Financial institution or designated non-financial business and profession shall identify asses and document their money laundering risks in writing, and regularly update its money laundering risk assessment and any underlying information, and keep both the report and any underlying information readily available for the supervisory authority. The nature and extent of the risk assessment shall be appropriate to the nature and size of the financial institutions’ or designated non-financial businesses and professions’ business.

5/2

Financial institution or designated non-financial business and profession when assessing its money laundering risks, shall give consideration to the following:

 a.Customer risk factors and risk factors relating to the beneficial owner or beneficiary;
 b.Risk factors emanating from countries or geographic area in which customer operates or the place of origination or destination of a transaction;
 c.Risk arising from the nature of products, services and transactions offered and the delivery channels for products and services.
 

5/3

When carrying out a risk assessment, a financial institutions and designated non-financial businesses or professions shall take into account the any risks identified on the national level and any variables which may increase or decrease the money laundering risk in a specific situation, including:

 a.The purpose of an account or relationship;
 b.The size of deposits or transactions undertaken by a customer;
 c.The frequency of transactions or duration of the relationship.
 

5/4

Based on the outcome of the risk assessment, a financial institutions or designated non-financial businesses and professions shall develop and implement internal policies, controls and procedures against money laundering that set out the appropriate level and type of measures to manage and mitigate the risks that have been identified; to monitor the implementation of those policies, controls and procedures; and to enhance them as necessary.

5/5

For higher level of risks the financial institution or designated non-financial business and profession shall apply enhanced mitigation measures; for a lower level of risks a financial institution or designated nonfinancial businesses and profession may apply simplified measures to manage and mitigate the risks.

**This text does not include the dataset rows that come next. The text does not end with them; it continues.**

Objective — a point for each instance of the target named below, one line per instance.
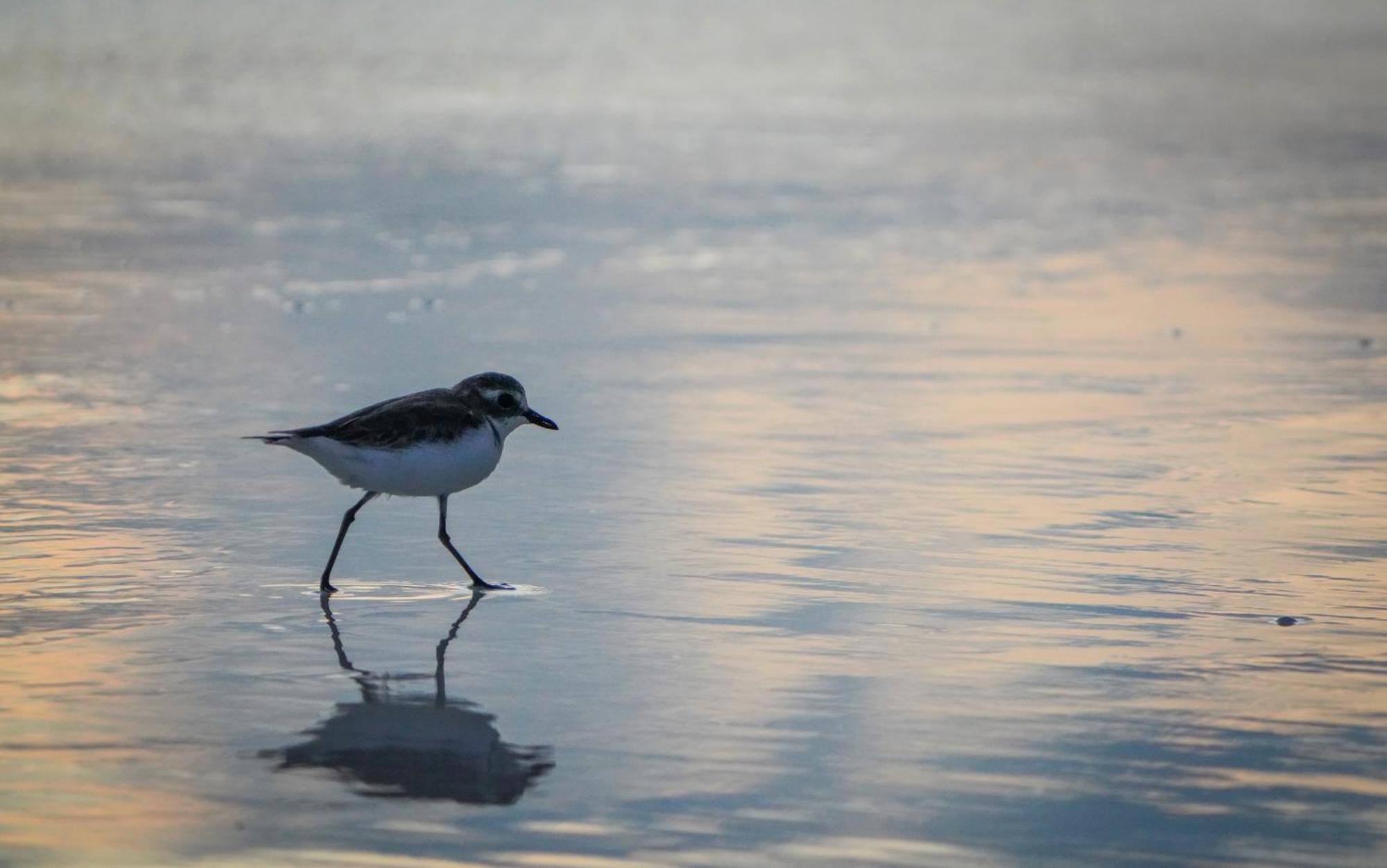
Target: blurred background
(952, 396)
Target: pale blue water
(952, 400)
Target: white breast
(428, 469)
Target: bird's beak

Simplified measures shall not be permitted if there is a suspicion of money laundering.

5/6

A financial institution or designated non-financial business and profession shall identify and assess the money laundering risks that may arise from the development of a new product, business practice or delivery mechanism, or from the use of a new or developing technology for new or pre-existing products. The risk assessment shall be carried out prior to the launch of the new product, business practice or delivery mechanism or prior to the use of the new technology. A financial institution or designated non-financial business and profession shall take appropriate measures to manage and mitigate the identified risk.